The brutal reality is crystal clear out there, in front of your faces. Still, intending to start a conversation on “women’s rights or vulnerability” during this pandemic will not help, rather it can earn you the title of being “oversensitive” or in a worst-case scenario to be just “insensitive” to start these clichéd conversations in such an emergency period. 

The question is, if not now, then when is the right time to talk about women right? A bet of 10 thousand dollars says, no one will be able to answer that. 

The world has declared a war against unseen, invincible virus-Covid19 yet reluctant to acknowledge the consequence that any kind of war affects women to the core.

Any kind of war makes women physically, economically, socially, and psychologically vulnerable because of the existing patriarchal social structure. Though a discourse is suggesting not to compare the pandemic with war, the past-present-post situation is appearing to be warlike to women. 

When there are inadequate conversations about visible violence are going on, we are failing to understand that those are not the only way women are getting suppressed. 

There are some articles and studies that are saying that the lockdown, other than direct physical violence, has increased the burden of work on women as men rarely share the domestic chores with them. 

Women who are attending work from home have complained that the situation is overwhelming. In fact, The Guardian had published a report on how the works of female researchers have plummeted during lockdown where male researchers are doing better. 

The report said, that female researchers are finding it hard to work and manage home at the same time.  

Voices that tried to draw attention to the cause-faded out under the “humor” of derogatory memes about “men’s persecution” as they are being asked to take part in domestic chores these days.

Sadly, the statistics about women and children getting abused in 65 percent of families (Manuser Jonno foundation) remained limited to a vague percentage without proper attention to them.  

But dare you to start a conversation on woman rights; you will be reminded that this is no way a good time to talk about woman rights cliche. 

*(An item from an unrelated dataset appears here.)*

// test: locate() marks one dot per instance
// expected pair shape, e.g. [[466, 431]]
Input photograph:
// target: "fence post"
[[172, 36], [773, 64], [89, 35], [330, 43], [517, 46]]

And surprisingly when someone talks about women rights, a large number of people just assume the conversation is applicable to the middle-class women only when statistics say the cases of violence are equally even more prevalent in the lower middle class and lower class families as the suppression and violence against women includes women from every socio-economic class. 

Excluding the garments workers who are already suppressed by men, poverty, and in many cases by women in power will only leave the discourse incomplete as they are the women who had already been seen on the roads staging a protest in demand of their paycheck. 

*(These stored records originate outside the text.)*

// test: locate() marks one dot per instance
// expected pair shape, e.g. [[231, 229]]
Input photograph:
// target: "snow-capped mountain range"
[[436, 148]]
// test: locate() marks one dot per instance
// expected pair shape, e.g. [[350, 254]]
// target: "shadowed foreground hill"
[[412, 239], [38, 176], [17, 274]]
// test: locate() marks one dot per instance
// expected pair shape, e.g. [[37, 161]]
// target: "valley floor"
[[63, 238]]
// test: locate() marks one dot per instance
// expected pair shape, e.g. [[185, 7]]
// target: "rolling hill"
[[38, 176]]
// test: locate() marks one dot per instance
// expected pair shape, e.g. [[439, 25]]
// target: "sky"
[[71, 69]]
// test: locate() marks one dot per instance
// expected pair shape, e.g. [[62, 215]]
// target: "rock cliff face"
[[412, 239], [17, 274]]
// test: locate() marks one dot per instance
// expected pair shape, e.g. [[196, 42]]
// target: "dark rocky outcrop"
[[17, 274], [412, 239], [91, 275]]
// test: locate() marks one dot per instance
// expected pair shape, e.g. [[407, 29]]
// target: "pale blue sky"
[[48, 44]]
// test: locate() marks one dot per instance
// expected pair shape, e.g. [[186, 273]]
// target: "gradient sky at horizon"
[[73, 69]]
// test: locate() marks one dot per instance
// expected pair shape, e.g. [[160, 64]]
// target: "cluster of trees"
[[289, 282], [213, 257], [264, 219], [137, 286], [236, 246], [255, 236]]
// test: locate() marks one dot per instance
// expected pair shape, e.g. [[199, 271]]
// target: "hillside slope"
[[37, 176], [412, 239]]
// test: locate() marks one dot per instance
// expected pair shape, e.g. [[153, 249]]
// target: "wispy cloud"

Voices are needed to be raised for the rights of garments workers of Bangladesh that involve women from the lower middle class and lower-class families, their wages, and their job security as the lockdown has left them equally vulnerable with the ones that are living life apparently in a mansion.

Everyone needs to be vocal about the ongoing domestic violence, ongoing inequality at home. 

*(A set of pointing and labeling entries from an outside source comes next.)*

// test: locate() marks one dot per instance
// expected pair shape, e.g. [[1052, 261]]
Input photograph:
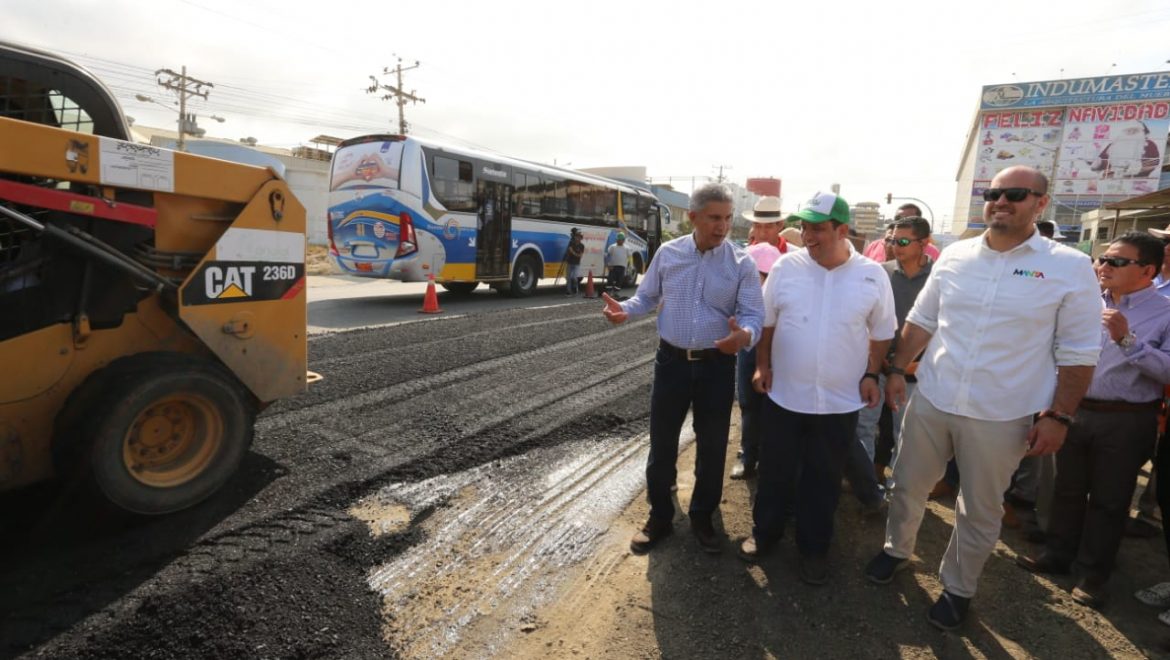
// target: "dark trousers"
[[750, 401], [706, 387], [1096, 474], [1162, 468], [800, 462]]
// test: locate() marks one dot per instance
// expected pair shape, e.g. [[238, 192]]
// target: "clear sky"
[[875, 96]]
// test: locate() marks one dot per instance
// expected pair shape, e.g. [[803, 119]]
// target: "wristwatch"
[[1058, 417], [1128, 341]]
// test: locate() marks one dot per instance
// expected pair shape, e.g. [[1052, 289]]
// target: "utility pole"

If anyone tries to dismiss the conversation as cliché has to answer, since when did the conversation about women’s rights became a cliché?

And anyone who tries to surpass the conversation tagging it inappropriate for this time must answer, if not now then, when is the right time talk about women’s rights? 

About the writer:

Sadia Rahman is working as a journalist in a leading English daily. She loves to work and write on issues related to inequality and extremism.